This comes as teachers continue to stay away from schools to press the government for improved salaries and working conditions. In a joint statement by eight teachers' unions, they expressed willingness to resolve differences with the government.
"Teacher union leaders are ready to engage in meaningful dialogue any time from now to end the current logjam.
"(The) Public Service Commission or the government should take teachers' plight seriously and stop this tomfoolery of playing hide-andseek with the lives of teachers in particular and of the innocent learners.
"Teachers remain incapacitated as nothing has changed. This means our members will not be able to report for duty anytime soon until the government faithfully engages teachers' unions," they said.

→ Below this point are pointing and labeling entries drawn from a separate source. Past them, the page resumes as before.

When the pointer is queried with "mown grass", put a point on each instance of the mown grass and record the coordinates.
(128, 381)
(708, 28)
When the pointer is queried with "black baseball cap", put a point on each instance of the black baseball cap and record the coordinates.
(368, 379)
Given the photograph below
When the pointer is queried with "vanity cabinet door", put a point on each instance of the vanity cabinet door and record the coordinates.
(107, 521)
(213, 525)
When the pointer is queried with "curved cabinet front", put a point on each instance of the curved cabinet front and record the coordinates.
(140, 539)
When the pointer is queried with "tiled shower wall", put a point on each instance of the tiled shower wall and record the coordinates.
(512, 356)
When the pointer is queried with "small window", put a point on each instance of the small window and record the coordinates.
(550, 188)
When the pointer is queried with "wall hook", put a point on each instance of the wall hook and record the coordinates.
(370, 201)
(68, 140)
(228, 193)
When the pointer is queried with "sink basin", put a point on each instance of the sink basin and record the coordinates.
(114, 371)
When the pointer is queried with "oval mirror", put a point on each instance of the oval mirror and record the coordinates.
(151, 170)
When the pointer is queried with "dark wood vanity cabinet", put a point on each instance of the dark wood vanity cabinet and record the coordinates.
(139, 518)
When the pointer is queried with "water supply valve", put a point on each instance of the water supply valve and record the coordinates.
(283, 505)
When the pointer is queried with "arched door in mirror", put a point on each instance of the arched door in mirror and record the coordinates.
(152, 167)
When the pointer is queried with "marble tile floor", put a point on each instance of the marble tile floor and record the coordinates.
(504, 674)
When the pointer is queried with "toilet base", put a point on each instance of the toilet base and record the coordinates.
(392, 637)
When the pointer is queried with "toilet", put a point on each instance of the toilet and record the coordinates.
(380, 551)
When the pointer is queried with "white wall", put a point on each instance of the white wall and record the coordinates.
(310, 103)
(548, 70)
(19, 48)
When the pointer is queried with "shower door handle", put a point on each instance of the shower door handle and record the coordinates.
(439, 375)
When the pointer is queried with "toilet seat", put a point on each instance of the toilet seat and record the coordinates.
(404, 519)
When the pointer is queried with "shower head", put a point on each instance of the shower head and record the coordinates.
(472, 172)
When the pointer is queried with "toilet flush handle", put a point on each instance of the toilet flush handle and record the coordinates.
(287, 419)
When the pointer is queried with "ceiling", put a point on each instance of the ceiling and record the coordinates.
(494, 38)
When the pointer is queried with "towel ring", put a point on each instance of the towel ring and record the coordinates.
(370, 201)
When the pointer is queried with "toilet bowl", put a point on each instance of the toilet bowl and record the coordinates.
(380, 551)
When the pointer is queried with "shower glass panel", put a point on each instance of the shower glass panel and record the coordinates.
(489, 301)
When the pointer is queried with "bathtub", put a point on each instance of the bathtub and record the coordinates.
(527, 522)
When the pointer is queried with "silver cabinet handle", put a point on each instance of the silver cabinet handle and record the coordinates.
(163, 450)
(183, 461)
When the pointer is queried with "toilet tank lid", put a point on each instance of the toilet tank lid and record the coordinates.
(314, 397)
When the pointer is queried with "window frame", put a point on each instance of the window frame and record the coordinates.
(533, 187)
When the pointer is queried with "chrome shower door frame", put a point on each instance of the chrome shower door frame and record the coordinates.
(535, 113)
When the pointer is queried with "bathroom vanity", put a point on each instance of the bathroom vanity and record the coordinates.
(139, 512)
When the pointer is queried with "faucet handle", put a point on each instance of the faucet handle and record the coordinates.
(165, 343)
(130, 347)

The unions had no kind words for Labour minister Paul Mavima and Primary and Secondary education minister Cain Mathema, who they accused of playing politics with issues affecting teachers."Minister Mavima and his counterpart, Mathema, should stop their propaganda for purposes of personal or political grandeur at the expense of teachers.
"The free warning we want to offer the two is that they will be remembered as the worst ministers ever to be appointed in their respective ministries and as accomplices to the cold and calculated educational vandalism currently on auto cruise.
"The only panacea to the challenges faced by teachers is for the government to restore the purchasing power parity of the teachers' salaries (US$520 as per pre-October 2018 or its equivalent using the prevailing foreign currency auction rate), as well as prioritising the health and safety of teachers.
"Even if the government has to export sewage to get the money for teachers, we don't care. "What we know is that this country is endowed with vast natural resources whose benefits should also filter into the teachers' pockets," the unions said.